Open AccessAugmented ERAD (ER-associated degradation) activity in chondrocytes is necessary for cartilage development and maintenance
Author(s) -
Hyo Jung Sim,
Chanmi Cho,
Ha Eun Kim,
Ju Yeon Hong,
Eun Kyung Song,
Keun Yeong Kwon,
Dong Gil Jang,
Seok Jung Kim,
HyunShik Lee,
Changwook Lee,
Taejoon Kwon,
Siyoung Yang,
Tae Joo Park
Publication year - 2022
Publication title -
science advances
Language(s) - English
Resource type - Journals
SCImago Journal Rank - 5.928
H-Index - 146
ISSN - 2375-2548
DOI - 10.1126/sciadv.abl4222
Subject(s) - endoplasmic reticulum associated protein degradation , microbiology and biotechnology , cartilage , chondrogenesis , endoplasmic reticulum , extracellular matrix , chemistry , biology , unfolded protein response , anatomy
Chondrocytes secrete massive extracellular matrix (ECM) molecules that are produced, folded, and modified in the endoplasmic reticulum (ER).

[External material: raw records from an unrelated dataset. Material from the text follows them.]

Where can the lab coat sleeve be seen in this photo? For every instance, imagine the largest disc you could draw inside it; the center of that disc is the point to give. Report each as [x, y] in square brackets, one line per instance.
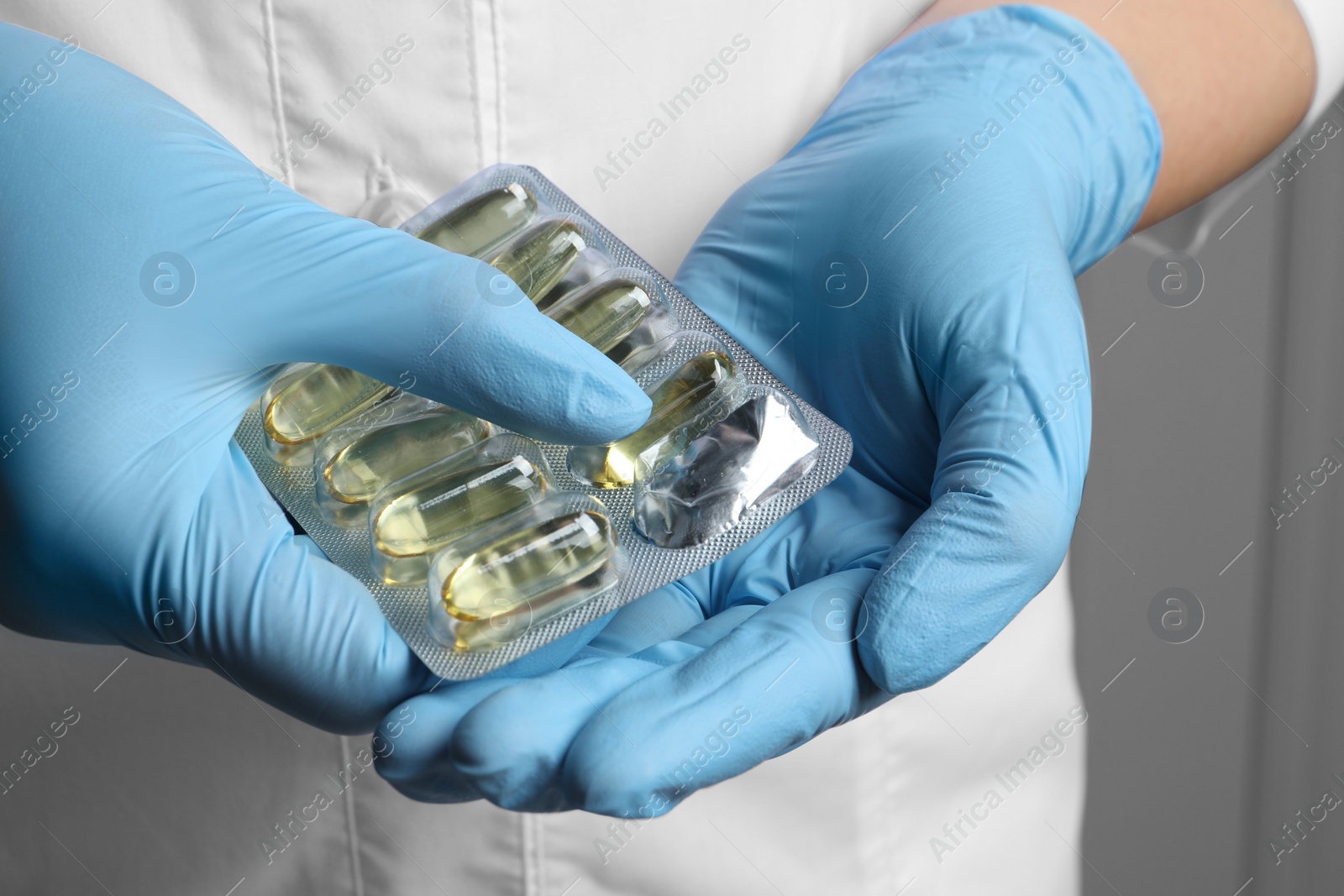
[1326, 20]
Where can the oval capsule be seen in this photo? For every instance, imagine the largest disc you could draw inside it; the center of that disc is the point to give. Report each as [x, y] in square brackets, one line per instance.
[528, 578]
[483, 223]
[678, 402]
[433, 513]
[604, 312]
[381, 457]
[316, 401]
[539, 258]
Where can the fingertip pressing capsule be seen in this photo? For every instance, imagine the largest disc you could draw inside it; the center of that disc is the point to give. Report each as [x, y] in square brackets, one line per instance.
[318, 399]
[678, 401]
[484, 223]
[539, 258]
[382, 456]
[602, 313]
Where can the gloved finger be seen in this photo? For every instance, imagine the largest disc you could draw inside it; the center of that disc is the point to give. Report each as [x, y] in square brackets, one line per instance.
[511, 746]
[772, 683]
[414, 755]
[326, 288]
[1007, 484]
[850, 524]
[250, 602]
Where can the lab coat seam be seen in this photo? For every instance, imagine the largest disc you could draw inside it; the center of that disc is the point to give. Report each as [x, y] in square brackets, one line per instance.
[474, 80]
[277, 90]
[497, 29]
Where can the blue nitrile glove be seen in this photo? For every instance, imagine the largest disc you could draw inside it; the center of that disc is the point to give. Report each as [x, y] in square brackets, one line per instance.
[909, 269]
[131, 515]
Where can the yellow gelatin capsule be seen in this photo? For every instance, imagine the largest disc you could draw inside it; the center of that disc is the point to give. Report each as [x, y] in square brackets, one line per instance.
[432, 513]
[602, 313]
[539, 258]
[481, 224]
[318, 399]
[381, 457]
[528, 577]
[676, 402]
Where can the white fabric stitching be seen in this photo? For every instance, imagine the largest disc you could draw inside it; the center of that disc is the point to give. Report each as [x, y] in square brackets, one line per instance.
[277, 97]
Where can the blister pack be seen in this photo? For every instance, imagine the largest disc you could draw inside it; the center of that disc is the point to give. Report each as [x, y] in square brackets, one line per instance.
[480, 544]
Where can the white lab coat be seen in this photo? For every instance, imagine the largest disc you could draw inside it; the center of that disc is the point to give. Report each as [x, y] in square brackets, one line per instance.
[171, 779]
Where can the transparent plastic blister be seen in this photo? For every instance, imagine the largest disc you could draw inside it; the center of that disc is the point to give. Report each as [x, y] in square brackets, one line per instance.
[480, 544]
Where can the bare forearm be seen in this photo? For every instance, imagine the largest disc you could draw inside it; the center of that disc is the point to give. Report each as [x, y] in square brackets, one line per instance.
[1227, 80]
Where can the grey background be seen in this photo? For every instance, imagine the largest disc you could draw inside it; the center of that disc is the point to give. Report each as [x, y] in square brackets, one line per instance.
[1200, 752]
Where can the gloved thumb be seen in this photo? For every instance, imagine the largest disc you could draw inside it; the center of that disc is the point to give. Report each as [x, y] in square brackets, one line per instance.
[326, 288]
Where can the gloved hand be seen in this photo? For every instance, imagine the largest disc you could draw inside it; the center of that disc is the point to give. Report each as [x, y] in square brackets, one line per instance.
[131, 515]
[916, 253]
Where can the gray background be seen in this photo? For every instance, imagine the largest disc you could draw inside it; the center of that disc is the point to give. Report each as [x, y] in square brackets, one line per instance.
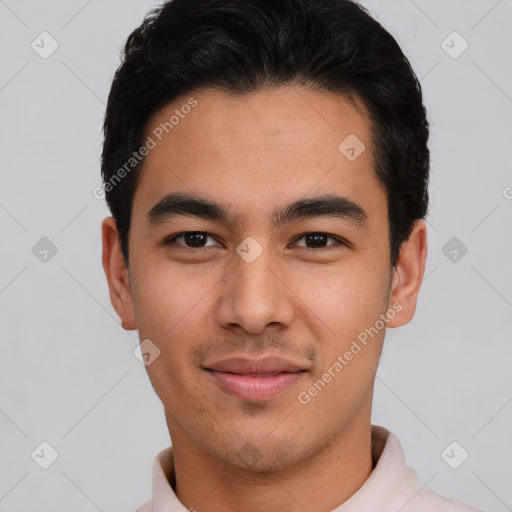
[68, 375]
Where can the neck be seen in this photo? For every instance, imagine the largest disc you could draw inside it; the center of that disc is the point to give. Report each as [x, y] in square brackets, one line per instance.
[321, 483]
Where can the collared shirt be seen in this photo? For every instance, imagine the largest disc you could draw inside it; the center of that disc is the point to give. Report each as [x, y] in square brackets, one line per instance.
[391, 487]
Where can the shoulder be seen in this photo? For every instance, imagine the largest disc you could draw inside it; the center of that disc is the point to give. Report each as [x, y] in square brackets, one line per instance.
[146, 507]
[433, 502]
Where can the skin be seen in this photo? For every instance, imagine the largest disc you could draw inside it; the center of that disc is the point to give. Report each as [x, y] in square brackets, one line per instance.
[255, 153]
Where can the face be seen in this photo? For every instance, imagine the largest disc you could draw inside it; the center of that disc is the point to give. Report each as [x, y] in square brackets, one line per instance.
[259, 269]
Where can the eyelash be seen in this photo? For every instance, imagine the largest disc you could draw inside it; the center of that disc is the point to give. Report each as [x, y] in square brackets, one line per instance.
[339, 242]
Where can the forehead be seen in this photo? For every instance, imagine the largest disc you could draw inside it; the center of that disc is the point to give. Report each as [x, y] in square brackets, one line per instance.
[255, 150]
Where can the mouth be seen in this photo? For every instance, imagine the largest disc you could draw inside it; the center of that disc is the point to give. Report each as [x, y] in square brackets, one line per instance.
[255, 379]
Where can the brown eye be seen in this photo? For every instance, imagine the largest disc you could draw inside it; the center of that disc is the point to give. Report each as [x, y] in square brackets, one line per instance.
[191, 239]
[317, 241]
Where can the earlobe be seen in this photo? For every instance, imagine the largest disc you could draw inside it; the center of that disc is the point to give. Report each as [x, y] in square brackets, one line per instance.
[408, 274]
[117, 274]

Thus, the ER-associated degradation (ERAD) complex—which removes misfolded and unfolded proteins to maintain proteostasis in the ER— plays an indispensable role in building and maintaining cartilage. Here, we examined the necessity of the ERAD complex in chondrocytes for cartilage formation and maintenance. We show that ERAD gene expression is exponentially increased during chondrogenesis, and disruption of ERAD function causes severe chondrodysplasia in developing embryos and loss of adult articular cartilage. ERAD complex malfunction also causes abnormal accumulation of cartilage ECM molecules and subsequent chondrodysplasia. ERAD gene expression is decreased in damaged cartilage from patients with osteoarthritis (OA), and disruption of ERAD function in articular cartilage leads to cartilage destruction in a mouse OA model.